The lady's arms were round him in an instant.

"What is it, dear? Whatever is it?" she asked; and Dickie sobbed out —

"I ain't got my crutch, and I can't go to that there barf without I got it. Anything 'ud do – if 'twas only an old broom cut down to me 'eighth. I'm a cripple, they call it, you see. I can't walk like wot you can."

She carried him to the bath. There was scented soap, there was a sponge, and a warm, fluffy towel.

"I ain't had a barf since Gravesend," said Dickie, and flushed at the indiscretion.

"Since when, dear?"

"Since Wednesday," said Dickie anxiously.

He and the lady had breakfast together in a big room with long windows that the sun shone in at, and, outside, a green garden. There were a lot of things to eat in silver dishes, and the very eggs had silver cups to sit in, and all the spoons and forks had dogs scratched on them like the one that was carved on the foot-board of the bed up-stairs. All except the little slender spoon that Dickie had to eat his egg with. And on that there was no dog, but something quite different.

"Why," said he, his face brightening with joyous recognition, "my Tinkler's got this on it – just the very moral of it, so 'e 'as."

Then he had to tell all about Tinkler, and the lady looked thoughtful and interested; and when the gentleman came in and kissed her, and said, How were we this morning, Dickie had to tell about Tinkler all over again; and then the lady said several things very quickly, beginning with, "I told you so, Edward," and ending with "I knew he wasn't a common child."

Dickie missed the middle part of what she said because of the way his egg behaved, suddenly bursting all down one side and running over into the salt, which, of course, had to be stopped at all costs by some means or other. The tongue was the easiest.

The gentleman laughed. "Weh! don't eat the egg-cup," he said. "We shall want it again. Have another egg."

But Dickie's pride was hurt, and he wouldn't. The gentleman must be very stupid, he thought, not to know the difference between licking and eating. And as if anybody could eat an egg-cup, anyhow! He was glad when the gentleman went away.

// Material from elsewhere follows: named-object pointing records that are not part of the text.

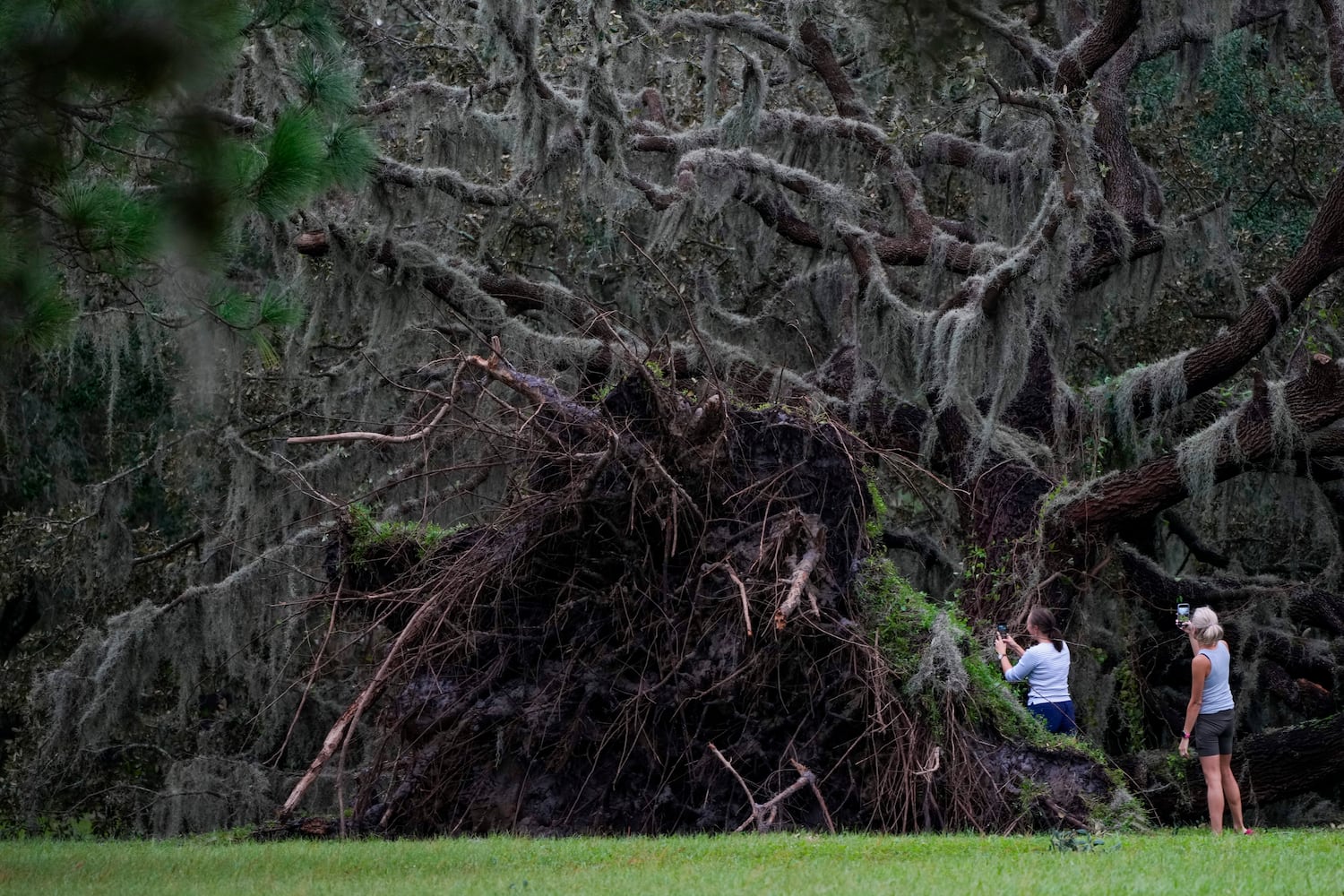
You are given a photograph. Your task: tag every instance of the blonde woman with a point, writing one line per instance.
(1210, 718)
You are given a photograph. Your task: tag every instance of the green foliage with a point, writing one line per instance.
(1128, 691)
(373, 536)
(900, 616)
(1253, 129)
(325, 82)
(292, 174)
(903, 621)
(349, 155)
(879, 506)
(1080, 840)
(34, 311)
(105, 153)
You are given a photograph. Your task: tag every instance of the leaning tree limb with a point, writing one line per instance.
(1314, 401)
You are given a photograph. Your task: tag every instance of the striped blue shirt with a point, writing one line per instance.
(1047, 672)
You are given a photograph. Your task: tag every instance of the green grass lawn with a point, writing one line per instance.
(1191, 861)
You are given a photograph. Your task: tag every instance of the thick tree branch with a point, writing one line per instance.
(516, 293)
(1314, 401)
(1088, 53)
(1333, 13)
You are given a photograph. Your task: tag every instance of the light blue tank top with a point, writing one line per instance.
(1218, 692)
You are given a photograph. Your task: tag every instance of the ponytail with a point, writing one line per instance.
(1045, 619)
(1203, 625)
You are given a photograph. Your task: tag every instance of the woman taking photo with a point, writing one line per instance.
(1209, 718)
(1045, 667)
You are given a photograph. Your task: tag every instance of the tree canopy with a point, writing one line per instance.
(625, 293)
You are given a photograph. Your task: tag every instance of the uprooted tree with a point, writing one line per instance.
(762, 358)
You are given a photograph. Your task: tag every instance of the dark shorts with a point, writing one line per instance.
(1212, 734)
(1059, 716)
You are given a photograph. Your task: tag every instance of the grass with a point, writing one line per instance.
(1185, 861)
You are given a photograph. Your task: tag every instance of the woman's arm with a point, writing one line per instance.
(1199, 669)
(1023, 669)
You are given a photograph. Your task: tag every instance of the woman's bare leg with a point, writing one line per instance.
(1231, 793)
(1214, 786)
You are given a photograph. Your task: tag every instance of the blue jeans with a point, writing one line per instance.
(1059, 716)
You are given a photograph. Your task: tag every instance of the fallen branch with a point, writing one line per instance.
(798, 581)
(765, 813)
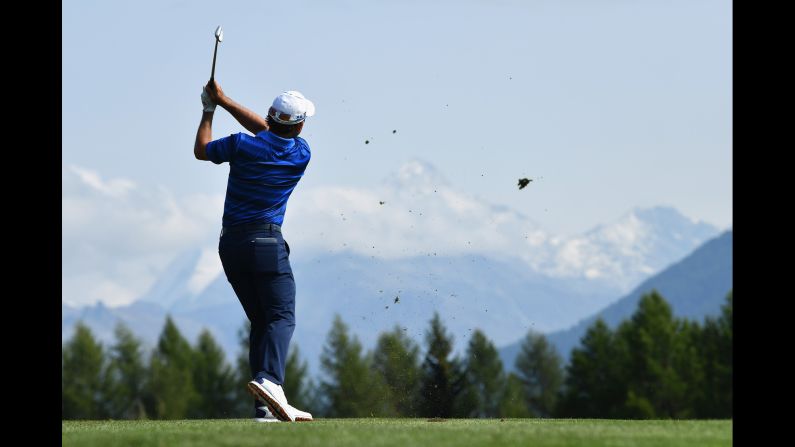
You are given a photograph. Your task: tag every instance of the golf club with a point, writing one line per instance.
(219, 37)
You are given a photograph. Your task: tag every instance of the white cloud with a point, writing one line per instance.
(421, 214)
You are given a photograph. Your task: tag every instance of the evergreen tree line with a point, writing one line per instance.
(652, 365)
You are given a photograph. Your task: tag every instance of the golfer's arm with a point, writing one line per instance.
(247, 118)
(203, 136)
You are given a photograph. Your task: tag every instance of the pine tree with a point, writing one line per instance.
(442, 377)
(170, 392)
(689, 366)
(540, 370)
(126, 376)
(396, 359)
(484, 379)
(349, 389)
(715, 349)
(214, 381)
(512, 399)
(83, 376)
(594, 386)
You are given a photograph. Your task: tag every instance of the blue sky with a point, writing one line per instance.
(607, 105)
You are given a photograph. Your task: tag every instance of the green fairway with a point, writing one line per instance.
(400, 432)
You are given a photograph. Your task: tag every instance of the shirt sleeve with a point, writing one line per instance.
(223, 149)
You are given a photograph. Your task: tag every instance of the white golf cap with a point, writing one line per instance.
(291, 108)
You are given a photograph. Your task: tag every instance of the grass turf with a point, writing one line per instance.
(400, 432)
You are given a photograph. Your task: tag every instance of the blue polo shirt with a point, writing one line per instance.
(263, 171)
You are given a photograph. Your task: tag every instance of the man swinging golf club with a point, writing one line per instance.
(263, 171)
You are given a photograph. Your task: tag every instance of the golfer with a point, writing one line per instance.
(263, 171)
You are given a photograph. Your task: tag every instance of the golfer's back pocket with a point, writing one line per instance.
(266, 254)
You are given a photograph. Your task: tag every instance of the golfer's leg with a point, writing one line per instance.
(278, 306)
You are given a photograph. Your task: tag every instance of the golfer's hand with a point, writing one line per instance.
(207, 102)
(215, 92)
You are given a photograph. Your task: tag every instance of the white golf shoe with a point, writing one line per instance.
(263, 414)
(300, 416)
(273, 396)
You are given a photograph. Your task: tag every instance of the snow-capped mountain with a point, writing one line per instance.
(394, 254)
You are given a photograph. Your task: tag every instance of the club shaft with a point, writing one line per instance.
(215, 53)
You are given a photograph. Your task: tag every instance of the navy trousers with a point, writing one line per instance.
(257, 266)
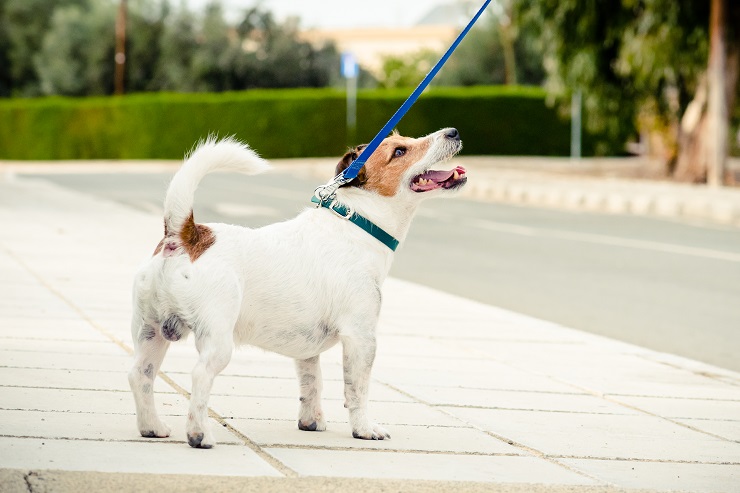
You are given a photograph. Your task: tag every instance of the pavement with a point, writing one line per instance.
(476, 398)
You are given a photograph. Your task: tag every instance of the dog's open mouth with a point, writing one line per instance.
(432, 180)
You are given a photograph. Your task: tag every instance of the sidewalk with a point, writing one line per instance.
(605, 185)
(470, 393)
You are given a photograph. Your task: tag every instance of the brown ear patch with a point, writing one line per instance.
(196, 238)
(159, 247)
(344, 163)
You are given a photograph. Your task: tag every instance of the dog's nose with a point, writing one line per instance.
(453, 134)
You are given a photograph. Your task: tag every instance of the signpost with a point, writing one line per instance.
(350, 71)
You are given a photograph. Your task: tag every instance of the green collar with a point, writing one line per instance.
(346, 212)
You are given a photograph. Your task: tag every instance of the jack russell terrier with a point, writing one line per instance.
(296, 288)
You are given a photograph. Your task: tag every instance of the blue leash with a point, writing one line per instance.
(326, 191)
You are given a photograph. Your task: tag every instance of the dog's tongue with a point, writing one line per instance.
(438, 176)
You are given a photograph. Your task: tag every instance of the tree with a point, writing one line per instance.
(23, 25)
(76, 55)
(642, 67)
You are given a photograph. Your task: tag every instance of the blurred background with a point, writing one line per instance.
(614, 121)
(546, 77)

After breakfast Dickie was measured for a crutch – that is to say, a broom was held up beside him and a piece cut off its handle. Then the lady wrapped flannel around the hairy part of the broom and sewed black velvet over that. It was a beautiful crutch, and Dickie said so. Also he showed his gratitude by inviting the lady to look "'ow spry 'e was on 'is pins," but she only looked a very little while, and then turned and gazed out of the window. So Dickie had a good look at the room and the furniture – it was all different from anything he ever remembered seeing, and yet he couldn't help thinking he had seen them before, these high-backed chairs covered with flowers, like on carpets; the carved bookcases with rows on rows of golden-beaded books; the bow-fronted, shining sideboard, with handles that shone like gold, and the corner cupboard with glass doors and china inside, red and blue and goldy. It was a very odd feeling. I don't think that I can describe it better than by saying that he looked at all these things with a double pleasure – the pleasure of looking at new and beautiful things, and the pleasure of seeing again things old and beautiful which he had not seen for a very long time.